Nobody seemed to care about education these days. He couldn’t remember the last time he had seen a truant officer. He could call on Alec’s mother or report her to the Royal Society for the Prevention of Cruelty to Children, but they were surely overloaded with more dramatic cases of child cruelty.
He chatted idly to Alec until the child fell asleep his narrow head and greasy, lank hair rolling with the motion of the train.
When they arrived in Edinburgh, Hamish left the train and went in search of a phone. He put through a reverse-charge call to Rory Grant on the Daily Chronicle, forgetting it was the middle of the night. But he was in luck. Rory was on night shift.
“What do you want, you great Highland berk?” came Rory’s voice over the crackling of a bad line.
“I have often wondered how this word ‘berk’ came about,” said Hamish.
“It’s rhyming slang.
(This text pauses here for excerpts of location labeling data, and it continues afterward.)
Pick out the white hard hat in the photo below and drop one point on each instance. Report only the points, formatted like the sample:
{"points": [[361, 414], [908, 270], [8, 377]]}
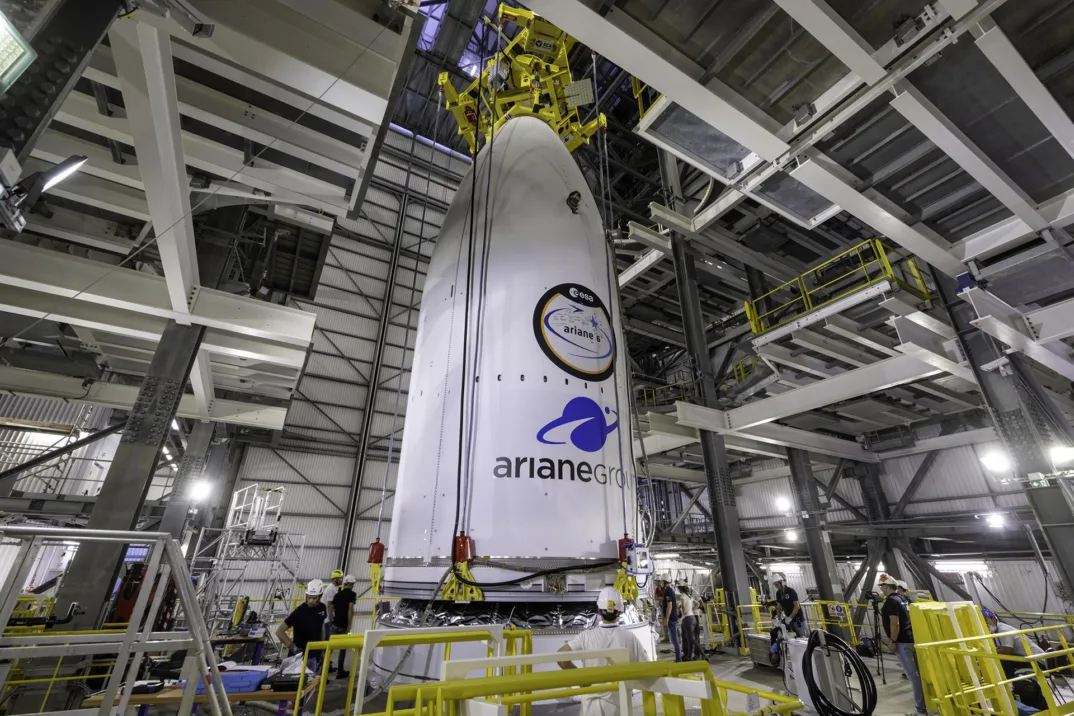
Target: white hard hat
{"points": [[610, 600]]}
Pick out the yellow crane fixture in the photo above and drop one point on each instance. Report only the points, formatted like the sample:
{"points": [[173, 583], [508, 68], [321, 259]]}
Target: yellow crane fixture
{"points": [[530, 76]]}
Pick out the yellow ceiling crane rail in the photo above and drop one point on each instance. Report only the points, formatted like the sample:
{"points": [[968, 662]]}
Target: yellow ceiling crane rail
{"points": [[528, 77]]}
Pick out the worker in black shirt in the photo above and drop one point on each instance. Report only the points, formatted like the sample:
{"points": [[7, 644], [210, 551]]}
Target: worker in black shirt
{"points": [[343, 616], [670, 608], [787, 599], [895, 615], [306, 624]]}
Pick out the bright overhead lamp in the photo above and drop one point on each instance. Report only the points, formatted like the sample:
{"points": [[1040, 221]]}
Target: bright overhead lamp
{"points": [[200, 490], [1061, 455], [997, 461]]}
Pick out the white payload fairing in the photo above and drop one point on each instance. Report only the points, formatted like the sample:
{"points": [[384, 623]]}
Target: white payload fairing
{"points": [[518, 422]]}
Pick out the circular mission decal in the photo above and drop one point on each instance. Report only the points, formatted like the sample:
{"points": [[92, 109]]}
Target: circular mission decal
{"points": [[572, 327]]}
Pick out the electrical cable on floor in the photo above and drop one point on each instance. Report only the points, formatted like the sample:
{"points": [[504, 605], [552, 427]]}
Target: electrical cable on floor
{"points": [[821, 701]]}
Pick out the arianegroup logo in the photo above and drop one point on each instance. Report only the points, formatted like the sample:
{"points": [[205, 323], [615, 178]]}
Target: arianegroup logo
{"points": [[582, 422], [572, 329]]}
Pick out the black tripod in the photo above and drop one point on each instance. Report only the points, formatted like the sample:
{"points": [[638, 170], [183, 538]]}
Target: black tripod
{"points": [[877, 642]]}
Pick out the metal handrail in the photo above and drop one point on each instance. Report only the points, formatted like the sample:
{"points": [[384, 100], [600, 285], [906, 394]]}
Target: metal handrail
{"points": [[869, 264]]}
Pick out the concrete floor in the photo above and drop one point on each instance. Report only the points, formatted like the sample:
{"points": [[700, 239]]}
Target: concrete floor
{"points": [[896, 698]]}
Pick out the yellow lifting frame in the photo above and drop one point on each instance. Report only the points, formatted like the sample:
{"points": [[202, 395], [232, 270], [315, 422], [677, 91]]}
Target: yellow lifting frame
{"points": [[535, 74]]}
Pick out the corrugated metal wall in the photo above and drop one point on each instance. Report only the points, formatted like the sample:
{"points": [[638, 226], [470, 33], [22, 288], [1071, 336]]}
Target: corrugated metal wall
{"points": [[316, 455]]}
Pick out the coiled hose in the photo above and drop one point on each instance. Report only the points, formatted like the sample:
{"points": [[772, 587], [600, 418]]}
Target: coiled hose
{"points": [[821, 702]]}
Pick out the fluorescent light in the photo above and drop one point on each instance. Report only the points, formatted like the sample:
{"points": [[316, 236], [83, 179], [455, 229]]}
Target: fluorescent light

Berkeley Hunt.”
“Tut, tut, that’s no’ very nice,” said Hamish, shocked.
“Did you put through this expensive longdistance call just to ask me the meaning of rude words?”
“No, I have a wee story for you.”
Hamish told him about Alec, and then finished by saying, “I would like to do something to help the boy. He is a kind of Scottish Flying Dutchman, if you take my meaning.”
“It’s a nice human-interest one. Whether they’ll send me to meet the train is another thing. I’m out of favour these days. Didn’t even get sent up on that murder of yours – or murders, I gather, from the stuff coming over on the tapes. But I tell you what I’ll do. I’ll phone the story round for you – there’s that big Scottish Sunday’s got an office in London – and in return I want you to fill me in on some background on the murders.”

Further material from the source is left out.